Par ailleurs, l’office de documentation et la bibliothèque détiennent 300 000 ouvrages médicaux dont 60 000 livres anciens incluant des éditions rares et des exemplaires uniques.

 

Les services de publications rédigent plusieurs revues spécialisées (1) à l’intention des médecins  ainsi que des ouvrages regroupant les thèses et les résultats de la recherche dans les différentes spécialités médicales et scientifiques. Un site Internet a été ouvert.

 

(1)   Revues spécialisées :                 “Médecine Traditionnelle Chinoise”, “Médecine chinoise et médecine occidentale”, “Journal de la matière médicale chinoise”, “Acupuncture et moxibustion”, “Histoire et littérature de la médecine”.

 

 

 

L’Europe peut-elle s’inspirer du modèle chinois ?

 

 

L’organisation du système médical chinois est sans aucun doute un exemple pour les nations occidentales et garantit la survie de cette médecine séculaire dans un monde en pleine expansion économique. Et sans avoir l’intention, pour l’heure, de mettre en place une telle structure, les pays européens pourraient envisager un cursus universitaire propre à la médecine chinoise.

 

Il faut avouer cependant, au-delà des débats politiques et économiques soulevés par les médecines non conventionnelles en Europe, que le développement de l’acupuncture et de la phytothérapie chinoise suscite quelques questions.

 

En matière d’enseignement, une formation générale et approfondie est effectivement possible. Elle existe du reste sous diverses formes suivant les pays.

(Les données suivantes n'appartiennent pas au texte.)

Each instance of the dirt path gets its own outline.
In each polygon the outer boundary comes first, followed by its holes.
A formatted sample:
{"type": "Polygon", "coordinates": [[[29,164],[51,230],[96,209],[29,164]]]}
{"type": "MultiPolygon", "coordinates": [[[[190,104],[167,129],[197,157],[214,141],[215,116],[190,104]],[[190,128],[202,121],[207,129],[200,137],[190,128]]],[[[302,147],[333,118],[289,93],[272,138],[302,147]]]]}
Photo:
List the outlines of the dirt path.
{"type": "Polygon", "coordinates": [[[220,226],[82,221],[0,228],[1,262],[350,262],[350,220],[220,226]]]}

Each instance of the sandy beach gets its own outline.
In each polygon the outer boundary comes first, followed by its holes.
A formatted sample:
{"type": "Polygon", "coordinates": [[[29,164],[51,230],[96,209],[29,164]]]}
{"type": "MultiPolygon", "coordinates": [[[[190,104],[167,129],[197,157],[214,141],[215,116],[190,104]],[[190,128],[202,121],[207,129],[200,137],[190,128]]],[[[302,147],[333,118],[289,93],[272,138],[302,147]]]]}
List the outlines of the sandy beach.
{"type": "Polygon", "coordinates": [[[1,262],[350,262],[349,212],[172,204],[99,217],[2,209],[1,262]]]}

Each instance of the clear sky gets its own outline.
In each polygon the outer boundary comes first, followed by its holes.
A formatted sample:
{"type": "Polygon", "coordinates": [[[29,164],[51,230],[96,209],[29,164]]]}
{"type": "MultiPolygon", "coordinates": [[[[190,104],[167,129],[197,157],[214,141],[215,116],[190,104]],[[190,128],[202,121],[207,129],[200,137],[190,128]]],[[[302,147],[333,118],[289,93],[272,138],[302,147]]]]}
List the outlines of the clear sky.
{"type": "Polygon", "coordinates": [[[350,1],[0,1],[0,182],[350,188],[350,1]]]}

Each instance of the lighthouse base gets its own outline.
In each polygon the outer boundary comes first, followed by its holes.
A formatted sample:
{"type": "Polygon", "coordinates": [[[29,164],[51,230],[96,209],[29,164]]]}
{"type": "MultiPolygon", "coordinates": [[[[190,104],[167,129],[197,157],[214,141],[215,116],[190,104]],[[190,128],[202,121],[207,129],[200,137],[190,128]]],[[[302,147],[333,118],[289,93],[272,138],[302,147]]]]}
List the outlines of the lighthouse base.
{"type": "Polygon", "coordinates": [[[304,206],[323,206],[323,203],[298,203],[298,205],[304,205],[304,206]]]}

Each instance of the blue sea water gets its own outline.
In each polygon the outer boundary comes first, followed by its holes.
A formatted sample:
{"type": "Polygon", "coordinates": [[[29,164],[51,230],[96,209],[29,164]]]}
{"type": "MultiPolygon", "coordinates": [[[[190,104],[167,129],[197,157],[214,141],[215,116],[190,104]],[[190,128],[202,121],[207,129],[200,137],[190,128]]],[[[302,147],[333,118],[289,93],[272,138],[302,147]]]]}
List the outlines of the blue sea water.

En revanche, l’apprentissage dans des domaines très spécialisés ne semble réalisable qu’en Chine à l’heure actuelle, car c’est probablement le seul pays à posséder les structures hospitalières et le personnel enseignant capable de dispenser une telle formation.

 

Dans le domaine de la phytothérapie, si la Chine a établi des contrôles stricts sur les herbes médicinales et institué des normes de qualité sur leur provenance et leur pureté, encore faut-il que ces plantes satisfassent aux normes européennes et qu’elles soient admises et contrôlées dans le pays d’arrivée. À l’heure actuelle, seuls quelques importateurs commercialisent des plantes dont l’origine est fiable et l’on est loin de trouver, du moins en France, l’ensemble des herbes nécessaires à la pratique de la médecine chinoise.

 

Pour ce qui est de la recherche, il nous paraît difficile d’évaluer l’efficacité et le champ d’application réel de la médecine chinoise sans une collaboration avec la Chine très en avance dans ce domaine.

 

Et que de temps gagné dans nos propres recherches si nous pouvions bénéficier des publications scientifiques (actuellement éditées en chinois, pour la plupart !) et collaborer officiellement avec l’Académie de Médecine Traditionnelle Chinoise de Pékin.